We view the right of all adults to vote as one of the foundational principles of democracy. It was not, and should not now be. The right to vote should always be conditional on an individual’s contribution to the costs of government. A person directly receiving more from the government than they contribute should forfeit the right to vote for that period.
We view history through the lens of our own experience. We hear that in times past only ‘citizens’ could vote, or only landholders, or only men, or only whites. It is easy to say that this was because of racism, of sexism, of a need to maintain a class structure without considering that there may have been more thought and consideration of the consequences put into to the decision to limit voting to certain groups of people. The intent of these restrictions throughout history has been consistent; to ensure that the same people who paid for governance had a controlling influence over its direction.

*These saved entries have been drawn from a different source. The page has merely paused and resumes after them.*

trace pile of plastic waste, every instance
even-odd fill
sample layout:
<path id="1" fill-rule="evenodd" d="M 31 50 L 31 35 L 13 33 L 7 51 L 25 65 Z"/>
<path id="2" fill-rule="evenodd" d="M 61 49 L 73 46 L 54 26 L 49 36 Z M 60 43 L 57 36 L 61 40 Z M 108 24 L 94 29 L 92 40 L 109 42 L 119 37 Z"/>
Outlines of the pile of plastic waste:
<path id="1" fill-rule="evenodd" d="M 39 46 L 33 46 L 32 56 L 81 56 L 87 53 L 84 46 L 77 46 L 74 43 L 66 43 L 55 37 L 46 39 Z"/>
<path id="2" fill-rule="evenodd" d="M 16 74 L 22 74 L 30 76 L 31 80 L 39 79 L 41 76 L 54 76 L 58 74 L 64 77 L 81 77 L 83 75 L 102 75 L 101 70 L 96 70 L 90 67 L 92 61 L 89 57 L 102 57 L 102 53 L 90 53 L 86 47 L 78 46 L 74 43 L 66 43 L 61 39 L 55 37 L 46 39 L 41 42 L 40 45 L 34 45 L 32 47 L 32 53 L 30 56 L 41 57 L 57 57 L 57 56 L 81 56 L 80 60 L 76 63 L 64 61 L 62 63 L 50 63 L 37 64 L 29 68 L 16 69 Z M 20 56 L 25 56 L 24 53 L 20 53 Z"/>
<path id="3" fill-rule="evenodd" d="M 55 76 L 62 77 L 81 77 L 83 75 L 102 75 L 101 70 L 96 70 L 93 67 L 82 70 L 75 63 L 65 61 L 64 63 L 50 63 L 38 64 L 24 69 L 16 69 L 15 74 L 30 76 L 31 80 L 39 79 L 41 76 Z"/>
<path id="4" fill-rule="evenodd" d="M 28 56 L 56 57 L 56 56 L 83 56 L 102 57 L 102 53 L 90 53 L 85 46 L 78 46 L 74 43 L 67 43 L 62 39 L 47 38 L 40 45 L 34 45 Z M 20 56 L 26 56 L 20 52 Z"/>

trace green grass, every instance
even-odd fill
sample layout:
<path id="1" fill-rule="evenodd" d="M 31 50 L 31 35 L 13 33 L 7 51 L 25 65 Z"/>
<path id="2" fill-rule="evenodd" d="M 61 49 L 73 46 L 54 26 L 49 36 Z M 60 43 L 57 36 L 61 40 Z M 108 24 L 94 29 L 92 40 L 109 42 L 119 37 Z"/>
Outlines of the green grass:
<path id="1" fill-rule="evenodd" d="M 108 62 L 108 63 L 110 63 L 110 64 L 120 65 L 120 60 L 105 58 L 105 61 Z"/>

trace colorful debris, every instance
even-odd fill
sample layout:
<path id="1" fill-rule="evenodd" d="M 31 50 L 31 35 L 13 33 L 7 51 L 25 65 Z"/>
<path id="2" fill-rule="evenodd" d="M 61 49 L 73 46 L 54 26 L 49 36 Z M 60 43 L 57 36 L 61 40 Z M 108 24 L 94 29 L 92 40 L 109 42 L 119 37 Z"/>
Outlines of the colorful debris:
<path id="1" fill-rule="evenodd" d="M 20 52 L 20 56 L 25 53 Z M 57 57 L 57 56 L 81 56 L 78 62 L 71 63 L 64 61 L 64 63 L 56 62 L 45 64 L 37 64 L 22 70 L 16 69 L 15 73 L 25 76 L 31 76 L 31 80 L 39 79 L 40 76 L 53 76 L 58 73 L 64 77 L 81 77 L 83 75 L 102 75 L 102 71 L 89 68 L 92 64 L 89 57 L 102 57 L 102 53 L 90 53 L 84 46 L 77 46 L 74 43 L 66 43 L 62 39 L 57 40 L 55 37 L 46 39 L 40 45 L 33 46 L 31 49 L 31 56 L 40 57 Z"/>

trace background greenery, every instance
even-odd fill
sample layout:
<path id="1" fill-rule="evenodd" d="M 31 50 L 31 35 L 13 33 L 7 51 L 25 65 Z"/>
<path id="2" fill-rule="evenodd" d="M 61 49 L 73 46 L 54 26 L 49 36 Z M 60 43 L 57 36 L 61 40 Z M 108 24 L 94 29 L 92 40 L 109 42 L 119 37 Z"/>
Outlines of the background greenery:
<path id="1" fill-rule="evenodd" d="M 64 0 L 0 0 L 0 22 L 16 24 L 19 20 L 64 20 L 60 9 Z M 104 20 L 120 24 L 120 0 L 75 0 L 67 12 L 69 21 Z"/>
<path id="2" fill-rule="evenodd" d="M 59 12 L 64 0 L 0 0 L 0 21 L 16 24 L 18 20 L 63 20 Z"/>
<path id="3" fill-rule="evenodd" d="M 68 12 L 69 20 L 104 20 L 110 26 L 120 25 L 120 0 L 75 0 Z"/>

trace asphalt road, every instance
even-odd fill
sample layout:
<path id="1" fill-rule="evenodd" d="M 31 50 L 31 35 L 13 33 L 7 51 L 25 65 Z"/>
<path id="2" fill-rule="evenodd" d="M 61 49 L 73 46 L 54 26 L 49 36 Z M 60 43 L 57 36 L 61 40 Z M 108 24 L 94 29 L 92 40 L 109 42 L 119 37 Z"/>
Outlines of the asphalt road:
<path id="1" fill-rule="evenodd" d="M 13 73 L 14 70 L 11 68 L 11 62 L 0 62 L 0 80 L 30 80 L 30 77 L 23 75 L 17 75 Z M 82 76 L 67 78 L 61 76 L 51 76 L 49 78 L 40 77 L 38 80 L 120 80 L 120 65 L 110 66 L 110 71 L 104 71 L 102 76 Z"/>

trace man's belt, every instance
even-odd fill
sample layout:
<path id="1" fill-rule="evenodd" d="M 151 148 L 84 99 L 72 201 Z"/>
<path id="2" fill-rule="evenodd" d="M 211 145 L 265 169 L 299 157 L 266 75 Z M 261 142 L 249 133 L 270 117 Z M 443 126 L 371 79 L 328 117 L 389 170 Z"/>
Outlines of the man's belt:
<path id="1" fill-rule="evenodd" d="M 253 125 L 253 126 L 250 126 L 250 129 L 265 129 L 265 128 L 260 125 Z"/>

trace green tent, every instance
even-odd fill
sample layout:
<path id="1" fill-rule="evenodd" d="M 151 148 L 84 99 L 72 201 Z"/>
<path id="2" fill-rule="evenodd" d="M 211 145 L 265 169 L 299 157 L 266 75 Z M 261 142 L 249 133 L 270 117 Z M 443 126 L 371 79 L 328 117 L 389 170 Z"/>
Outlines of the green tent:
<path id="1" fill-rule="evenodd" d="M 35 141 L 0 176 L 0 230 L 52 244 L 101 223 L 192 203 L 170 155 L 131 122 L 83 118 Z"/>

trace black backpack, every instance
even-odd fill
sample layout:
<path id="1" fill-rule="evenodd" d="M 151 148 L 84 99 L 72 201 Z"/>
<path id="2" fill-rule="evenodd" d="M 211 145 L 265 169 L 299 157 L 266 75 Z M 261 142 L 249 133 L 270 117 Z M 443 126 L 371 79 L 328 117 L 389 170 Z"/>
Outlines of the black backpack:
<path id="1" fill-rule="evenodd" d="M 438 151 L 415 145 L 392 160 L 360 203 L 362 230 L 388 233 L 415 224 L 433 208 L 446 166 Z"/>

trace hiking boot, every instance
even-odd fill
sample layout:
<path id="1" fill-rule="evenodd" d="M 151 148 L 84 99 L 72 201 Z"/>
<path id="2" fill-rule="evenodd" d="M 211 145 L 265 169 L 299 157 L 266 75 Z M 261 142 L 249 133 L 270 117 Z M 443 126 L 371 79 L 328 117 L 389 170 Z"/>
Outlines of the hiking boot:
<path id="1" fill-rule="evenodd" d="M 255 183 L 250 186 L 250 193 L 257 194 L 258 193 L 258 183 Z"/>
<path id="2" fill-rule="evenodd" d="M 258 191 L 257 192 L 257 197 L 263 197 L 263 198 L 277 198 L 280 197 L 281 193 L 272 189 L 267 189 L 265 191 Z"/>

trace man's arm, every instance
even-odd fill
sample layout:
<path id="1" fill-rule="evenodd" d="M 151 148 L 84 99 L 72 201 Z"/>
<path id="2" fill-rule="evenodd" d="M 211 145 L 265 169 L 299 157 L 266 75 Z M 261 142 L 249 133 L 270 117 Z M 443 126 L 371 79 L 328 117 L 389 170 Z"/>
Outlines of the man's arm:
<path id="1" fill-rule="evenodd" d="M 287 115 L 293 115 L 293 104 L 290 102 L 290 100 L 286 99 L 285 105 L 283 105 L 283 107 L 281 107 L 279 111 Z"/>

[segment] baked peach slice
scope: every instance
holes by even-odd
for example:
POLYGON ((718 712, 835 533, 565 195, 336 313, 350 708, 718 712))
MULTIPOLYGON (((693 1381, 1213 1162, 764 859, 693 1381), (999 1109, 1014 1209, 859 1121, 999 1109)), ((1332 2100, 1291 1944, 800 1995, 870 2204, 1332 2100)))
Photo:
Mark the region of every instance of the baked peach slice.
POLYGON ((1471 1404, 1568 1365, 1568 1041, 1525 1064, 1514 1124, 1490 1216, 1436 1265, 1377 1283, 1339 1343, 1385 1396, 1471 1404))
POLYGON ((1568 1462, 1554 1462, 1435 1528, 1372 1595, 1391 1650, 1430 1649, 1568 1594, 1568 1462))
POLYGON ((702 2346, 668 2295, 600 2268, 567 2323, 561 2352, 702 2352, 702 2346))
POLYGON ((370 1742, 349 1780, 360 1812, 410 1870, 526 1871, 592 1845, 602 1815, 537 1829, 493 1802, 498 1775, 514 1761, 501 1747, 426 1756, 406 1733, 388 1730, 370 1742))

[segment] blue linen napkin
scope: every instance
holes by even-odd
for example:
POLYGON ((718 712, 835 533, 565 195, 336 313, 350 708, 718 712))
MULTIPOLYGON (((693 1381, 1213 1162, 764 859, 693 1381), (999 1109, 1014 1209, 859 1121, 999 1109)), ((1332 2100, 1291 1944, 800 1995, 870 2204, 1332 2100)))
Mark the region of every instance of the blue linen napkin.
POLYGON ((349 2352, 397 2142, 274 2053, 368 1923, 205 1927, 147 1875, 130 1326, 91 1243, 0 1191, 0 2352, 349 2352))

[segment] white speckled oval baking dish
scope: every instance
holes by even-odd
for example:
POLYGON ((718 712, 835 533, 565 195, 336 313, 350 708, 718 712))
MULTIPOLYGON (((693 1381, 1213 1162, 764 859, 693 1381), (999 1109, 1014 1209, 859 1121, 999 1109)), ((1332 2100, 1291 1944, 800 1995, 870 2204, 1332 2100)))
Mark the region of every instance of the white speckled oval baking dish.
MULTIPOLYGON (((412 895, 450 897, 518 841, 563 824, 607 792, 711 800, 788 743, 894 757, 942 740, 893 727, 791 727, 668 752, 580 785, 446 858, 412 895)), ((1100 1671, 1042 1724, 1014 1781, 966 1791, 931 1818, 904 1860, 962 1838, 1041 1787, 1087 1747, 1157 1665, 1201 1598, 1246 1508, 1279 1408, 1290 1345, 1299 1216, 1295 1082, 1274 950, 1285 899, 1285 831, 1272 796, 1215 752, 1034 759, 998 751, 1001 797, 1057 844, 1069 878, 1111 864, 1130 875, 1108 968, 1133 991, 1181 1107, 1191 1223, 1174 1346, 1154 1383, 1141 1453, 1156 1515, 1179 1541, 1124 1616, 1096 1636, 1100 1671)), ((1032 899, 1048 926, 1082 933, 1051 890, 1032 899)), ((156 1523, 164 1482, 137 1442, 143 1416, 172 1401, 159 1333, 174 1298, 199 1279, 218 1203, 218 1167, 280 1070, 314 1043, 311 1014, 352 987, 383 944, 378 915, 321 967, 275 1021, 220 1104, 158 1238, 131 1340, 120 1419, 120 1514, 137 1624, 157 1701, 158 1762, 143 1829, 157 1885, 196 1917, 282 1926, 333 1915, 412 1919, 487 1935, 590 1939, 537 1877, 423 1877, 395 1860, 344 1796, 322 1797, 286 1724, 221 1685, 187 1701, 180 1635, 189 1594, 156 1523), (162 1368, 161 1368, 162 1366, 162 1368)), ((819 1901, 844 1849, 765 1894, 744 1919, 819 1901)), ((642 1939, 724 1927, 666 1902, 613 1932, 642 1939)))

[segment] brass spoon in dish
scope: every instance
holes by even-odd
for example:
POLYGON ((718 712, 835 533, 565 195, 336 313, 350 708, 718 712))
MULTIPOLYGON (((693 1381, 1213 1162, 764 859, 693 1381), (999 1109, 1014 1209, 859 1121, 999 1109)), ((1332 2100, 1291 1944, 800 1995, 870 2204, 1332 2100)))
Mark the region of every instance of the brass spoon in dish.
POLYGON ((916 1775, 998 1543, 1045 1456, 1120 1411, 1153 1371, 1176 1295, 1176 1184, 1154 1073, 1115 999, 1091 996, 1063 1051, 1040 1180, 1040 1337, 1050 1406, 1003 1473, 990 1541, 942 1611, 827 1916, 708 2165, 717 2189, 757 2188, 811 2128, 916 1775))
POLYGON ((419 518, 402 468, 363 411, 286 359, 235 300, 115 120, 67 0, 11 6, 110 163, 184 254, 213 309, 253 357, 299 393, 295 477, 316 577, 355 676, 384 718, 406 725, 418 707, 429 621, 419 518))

Shareholders vote at a companies AGM, not stakeholders. He who pays the piper calls the tune. Don’t give the monkey the keys to the banana plantation.
The reasoning for each of these is obvious. And yet we hold that the right to vote – to have a say in the distribution of collected public funds – should be held by not only those who contribute but by those who receive. And we have now arrived, in many democracies, at a point where those who are net recipients outnumber those who are net contributors. Given this, is it any wonder that politicians find it increasingly difficult to maintain spending restraint? That many democratic governments are now in debt so deeply that they will never be able to pay their bills other than through default or devaluation?
Much that is wrong in democracies is due to the fact that we have universal suffrage, rather than universally available suffrage. No one should be denied the right to vote for who they are; neither should they be granted the responsibility of voting without being a net contributor to public funding.
Historic limitations on voting were simplifications to make the above principle workable. They fell apart when they no longer held true. Somewhere along the track, we lost sight of the core principle of democratic governance that had led to these restrictions and focussed on the restrictions themselves. It’s time we restored our system back to a sustainable basis.